Question

In a meter bridge, as shown in the figure, it is given that resistance $Y=12.5 \, \Omega$ and that the balance is obtained at a distance $39.5\, cm$ from end $A$ (by Jockey $J$). After interchanging the resistances $X$ and $Y$, a new balance point is found at a distance $l_2$ from end $A$. What are the values of $X$ and $l_2$ ?

• A. $8.16 \, \Omega$ and $60.5\, cm$
• B. $19.15 \, \Omega$ and $39.5\, cm$
• C. $8.16 \, \Omega$ and $39.5\, cm$
• D. $19.15 \, \Omega$ and $60.5\, cm$

Answer 1

The Correct Option is A

To solve this problem, we need to apply the concept of a meter bridge which is based on the principle of Wheatstone bridge.

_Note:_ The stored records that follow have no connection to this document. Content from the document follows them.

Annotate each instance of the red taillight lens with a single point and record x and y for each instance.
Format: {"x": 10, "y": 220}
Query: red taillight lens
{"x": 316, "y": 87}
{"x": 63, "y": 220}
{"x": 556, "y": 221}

The meter bridge is used to measure unknown resistance by balancing two legs of a bridge circuit.

The condition for balance in a Wheatstone bridge is given by:

\(\frac{X}{Y} = \frac{l_1}{(100-l_1)}\)

Given:

• Y = 12.5 \, \Omega
• l_1 = 39.5 \, cm

Substitute the known values into the formula:

\(\frac{X}{12.5} = \frac{39.5}{60.5}\)

Let's solve for \(X\):

X = 12.5 \times \frac{39.5}{60.5} = 8.16 \, \Omega

After interchanging the resistances \(X\) and \(Y\), the balance point \(l_2\) becomes:

\(\frac{Y}{X} = \frac{l_2}{(100-l_2)}\)

Substitute the values:

\(\frac{12.5}{8.16} = \frac{l_2}{(100-l_2)}\)

Cross multiply and solve for \(l_2\):

12.5 \times (100 - l_2) = 8.16 \times l_2
1250 - 12.5 \times l_2 = 8.16 \times l_2
1250 = 20.66 \times l_2
l_2 = \frac{1250}{20.66} = 60.5 \, cm

Thus, the values of \(X\) and \(l_2\) are \(8.16 \, \Omega\) and \(60.5 \, cm\) respectively.

The correct answer is therefore: 8.16 \, \Omega and 60.5 \, cm.